Limited data standardization and interoperability
The current standards and technologies are incompetent to satisfy the needs of the integrative applications of Big Data in the healthcare sector. The difficulties are having two aspects. The first one is the lack of data uniform standards, consistent description format, and presentation methods. The second one is the difficulty of integrating different levels of structure, semi-
structured and unstructured data. Each database uses different software and data formats. An unstructured database makes data comparison, analysis, transfer, sharing, and other processes more complicated. Data integration also can reduce the cost.
Information barriers
The users of Big Data in the medical sector expands through a wide range such as hospital clinics, regional medical centres, medical insurance companies, drug management analysis units and medical equipment monitoring centres. The interrelated data resources are scattered in several data pools, including hospital medical records, settlement and cost data, medical firms’ records, academic medical research data, residents’ health records collected by regional health information platforms, and population and public health data of state surveys. There’s not much connection between these data sets. At the same time, the data-sharing mechanism is imperfect because of the information barriers among hospitals, research institutes and other institutes. For instance, in China, medical institutes have limited communication and sharing as a whole. With the globalization of data, Big Data in healthcare will also face language, terminology and standardization barriers.
Volume of data
The huge volume of healthcare Big Data at the terabyte level and even petabyte level is now beyond the control of personal computers and network file-sharing programs.
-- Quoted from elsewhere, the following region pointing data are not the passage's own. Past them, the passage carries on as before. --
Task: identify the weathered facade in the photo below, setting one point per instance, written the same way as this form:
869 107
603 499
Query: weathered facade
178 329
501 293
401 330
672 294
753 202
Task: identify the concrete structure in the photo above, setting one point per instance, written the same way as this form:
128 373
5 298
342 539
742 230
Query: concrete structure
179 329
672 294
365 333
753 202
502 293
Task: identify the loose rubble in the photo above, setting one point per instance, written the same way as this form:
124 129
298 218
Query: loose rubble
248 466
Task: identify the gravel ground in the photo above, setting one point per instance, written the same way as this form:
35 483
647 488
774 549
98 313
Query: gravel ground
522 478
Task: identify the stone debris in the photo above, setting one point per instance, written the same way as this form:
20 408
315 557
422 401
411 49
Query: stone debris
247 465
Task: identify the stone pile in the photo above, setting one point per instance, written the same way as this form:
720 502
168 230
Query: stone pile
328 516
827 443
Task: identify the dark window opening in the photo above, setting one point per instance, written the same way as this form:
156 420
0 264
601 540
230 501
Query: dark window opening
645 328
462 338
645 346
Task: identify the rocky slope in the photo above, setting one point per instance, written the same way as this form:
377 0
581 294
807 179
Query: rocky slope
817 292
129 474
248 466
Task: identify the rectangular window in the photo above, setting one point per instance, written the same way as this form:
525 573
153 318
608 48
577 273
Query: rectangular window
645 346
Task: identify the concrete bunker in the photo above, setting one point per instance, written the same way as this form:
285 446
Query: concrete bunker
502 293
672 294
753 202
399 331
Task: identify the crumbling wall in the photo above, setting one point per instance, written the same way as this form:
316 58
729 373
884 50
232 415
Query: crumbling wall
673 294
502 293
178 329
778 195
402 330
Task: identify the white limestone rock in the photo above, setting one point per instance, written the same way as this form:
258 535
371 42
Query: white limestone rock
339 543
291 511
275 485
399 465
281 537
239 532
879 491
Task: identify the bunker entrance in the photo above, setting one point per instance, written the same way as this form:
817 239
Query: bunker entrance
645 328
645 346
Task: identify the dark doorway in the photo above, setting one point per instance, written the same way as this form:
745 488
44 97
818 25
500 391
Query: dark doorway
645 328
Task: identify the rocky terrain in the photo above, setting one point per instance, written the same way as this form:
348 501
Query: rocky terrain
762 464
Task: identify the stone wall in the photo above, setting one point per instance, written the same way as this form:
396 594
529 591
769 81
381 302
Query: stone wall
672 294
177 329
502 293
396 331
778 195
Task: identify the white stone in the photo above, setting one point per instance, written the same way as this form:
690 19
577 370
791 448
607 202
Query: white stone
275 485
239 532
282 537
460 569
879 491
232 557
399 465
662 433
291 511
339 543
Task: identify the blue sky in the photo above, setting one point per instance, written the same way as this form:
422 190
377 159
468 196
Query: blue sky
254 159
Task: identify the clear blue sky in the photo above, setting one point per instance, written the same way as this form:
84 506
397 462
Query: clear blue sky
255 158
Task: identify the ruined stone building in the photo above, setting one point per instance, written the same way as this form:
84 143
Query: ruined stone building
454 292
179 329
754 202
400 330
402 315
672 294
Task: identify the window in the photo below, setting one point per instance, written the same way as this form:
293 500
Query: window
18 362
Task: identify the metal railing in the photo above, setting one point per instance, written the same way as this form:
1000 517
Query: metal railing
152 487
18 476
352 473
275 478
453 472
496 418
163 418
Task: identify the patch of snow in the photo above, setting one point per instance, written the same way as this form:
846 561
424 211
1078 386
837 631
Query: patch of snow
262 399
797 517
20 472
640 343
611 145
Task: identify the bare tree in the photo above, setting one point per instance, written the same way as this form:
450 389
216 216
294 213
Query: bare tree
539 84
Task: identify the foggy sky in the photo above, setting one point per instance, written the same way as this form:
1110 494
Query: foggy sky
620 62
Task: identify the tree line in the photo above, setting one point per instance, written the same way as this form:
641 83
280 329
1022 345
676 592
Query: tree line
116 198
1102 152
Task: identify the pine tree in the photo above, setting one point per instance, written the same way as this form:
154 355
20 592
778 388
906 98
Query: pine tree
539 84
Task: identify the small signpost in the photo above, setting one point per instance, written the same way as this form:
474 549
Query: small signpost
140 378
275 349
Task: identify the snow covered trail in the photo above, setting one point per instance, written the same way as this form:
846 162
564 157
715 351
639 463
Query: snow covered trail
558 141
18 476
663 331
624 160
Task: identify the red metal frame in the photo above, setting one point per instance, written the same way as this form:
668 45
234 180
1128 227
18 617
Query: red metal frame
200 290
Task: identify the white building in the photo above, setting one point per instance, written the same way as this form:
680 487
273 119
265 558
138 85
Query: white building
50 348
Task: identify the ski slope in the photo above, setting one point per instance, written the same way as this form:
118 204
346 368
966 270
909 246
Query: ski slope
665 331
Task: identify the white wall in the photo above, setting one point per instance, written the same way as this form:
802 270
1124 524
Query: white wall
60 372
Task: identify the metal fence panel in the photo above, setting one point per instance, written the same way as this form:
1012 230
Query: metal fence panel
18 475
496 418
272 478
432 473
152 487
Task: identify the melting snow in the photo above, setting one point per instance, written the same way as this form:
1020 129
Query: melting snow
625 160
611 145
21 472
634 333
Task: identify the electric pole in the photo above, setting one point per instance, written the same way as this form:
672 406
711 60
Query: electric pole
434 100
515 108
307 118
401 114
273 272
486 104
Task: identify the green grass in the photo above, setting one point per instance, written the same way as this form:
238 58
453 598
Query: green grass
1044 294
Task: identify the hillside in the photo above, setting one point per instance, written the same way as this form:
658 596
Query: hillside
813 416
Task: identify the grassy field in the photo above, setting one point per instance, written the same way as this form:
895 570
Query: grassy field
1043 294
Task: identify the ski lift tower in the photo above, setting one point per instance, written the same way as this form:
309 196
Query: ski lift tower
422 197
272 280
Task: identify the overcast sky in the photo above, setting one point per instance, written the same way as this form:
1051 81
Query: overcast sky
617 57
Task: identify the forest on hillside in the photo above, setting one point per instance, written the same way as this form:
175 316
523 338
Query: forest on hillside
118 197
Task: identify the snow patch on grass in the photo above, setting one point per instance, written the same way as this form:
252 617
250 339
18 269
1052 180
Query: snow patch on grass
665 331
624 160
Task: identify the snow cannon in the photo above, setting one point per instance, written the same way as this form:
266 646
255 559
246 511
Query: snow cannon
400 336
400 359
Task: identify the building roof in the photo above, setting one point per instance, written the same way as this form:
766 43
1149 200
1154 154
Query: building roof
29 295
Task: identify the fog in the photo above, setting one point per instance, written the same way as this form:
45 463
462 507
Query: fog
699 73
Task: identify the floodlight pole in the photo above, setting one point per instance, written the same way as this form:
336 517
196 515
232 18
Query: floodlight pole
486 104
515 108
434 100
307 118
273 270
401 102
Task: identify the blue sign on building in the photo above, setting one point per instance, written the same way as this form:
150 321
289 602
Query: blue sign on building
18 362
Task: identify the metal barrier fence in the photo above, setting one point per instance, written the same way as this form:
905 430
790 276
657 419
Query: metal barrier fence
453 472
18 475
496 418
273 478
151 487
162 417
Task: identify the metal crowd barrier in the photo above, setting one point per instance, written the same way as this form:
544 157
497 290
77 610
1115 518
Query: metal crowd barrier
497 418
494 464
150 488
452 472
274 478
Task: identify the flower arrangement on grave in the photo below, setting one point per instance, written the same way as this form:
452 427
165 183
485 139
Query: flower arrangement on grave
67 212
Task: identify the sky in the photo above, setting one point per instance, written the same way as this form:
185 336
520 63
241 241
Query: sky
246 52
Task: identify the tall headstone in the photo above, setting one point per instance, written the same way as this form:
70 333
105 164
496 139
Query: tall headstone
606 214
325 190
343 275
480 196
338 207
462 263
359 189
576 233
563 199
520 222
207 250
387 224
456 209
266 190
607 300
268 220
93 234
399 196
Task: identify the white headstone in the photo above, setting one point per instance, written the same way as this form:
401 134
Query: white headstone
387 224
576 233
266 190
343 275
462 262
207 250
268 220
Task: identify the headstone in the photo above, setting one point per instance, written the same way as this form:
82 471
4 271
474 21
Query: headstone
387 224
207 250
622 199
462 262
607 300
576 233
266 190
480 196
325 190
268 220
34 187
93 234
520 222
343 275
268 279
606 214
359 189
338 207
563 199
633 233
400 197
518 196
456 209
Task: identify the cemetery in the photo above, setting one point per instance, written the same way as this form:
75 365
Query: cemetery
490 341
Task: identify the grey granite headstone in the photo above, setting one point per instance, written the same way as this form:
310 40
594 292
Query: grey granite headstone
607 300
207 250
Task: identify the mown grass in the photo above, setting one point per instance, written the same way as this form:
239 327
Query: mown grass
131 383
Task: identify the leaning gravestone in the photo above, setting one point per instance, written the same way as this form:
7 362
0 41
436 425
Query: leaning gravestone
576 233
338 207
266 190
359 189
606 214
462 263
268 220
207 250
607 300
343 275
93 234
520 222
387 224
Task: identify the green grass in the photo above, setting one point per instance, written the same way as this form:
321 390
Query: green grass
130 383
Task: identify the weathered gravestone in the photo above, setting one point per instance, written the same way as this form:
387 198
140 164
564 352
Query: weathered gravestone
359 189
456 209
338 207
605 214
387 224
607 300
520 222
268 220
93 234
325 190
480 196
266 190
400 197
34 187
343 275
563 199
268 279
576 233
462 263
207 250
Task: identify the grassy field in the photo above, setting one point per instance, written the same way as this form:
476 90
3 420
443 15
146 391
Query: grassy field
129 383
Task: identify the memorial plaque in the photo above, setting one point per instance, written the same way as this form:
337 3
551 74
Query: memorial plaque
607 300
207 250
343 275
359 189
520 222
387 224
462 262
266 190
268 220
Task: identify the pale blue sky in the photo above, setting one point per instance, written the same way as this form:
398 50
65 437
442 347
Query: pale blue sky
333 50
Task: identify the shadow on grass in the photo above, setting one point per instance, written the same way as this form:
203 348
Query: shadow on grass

Hence, establishing new sharing mechanisms is critically needed.
Data privacy
The data in healthcare sectors are more sensitive and centralized than other sorts of Big Data. The confidentiality of data is a significant concern. However, there is no determined solution for the problem of patient data privacy protection. There are many real cases in the world regarding patient data leakages and it results in unpredictable consequences. So, Big Data technology puts personal medical data at a greater risk. Some people believe that protecting personal privacy is impossible in an era of Big Data but these difficulties can be mitigated by using appropriate methods such as de-identification and digital identity encryption even though these methods still require people or applications to process.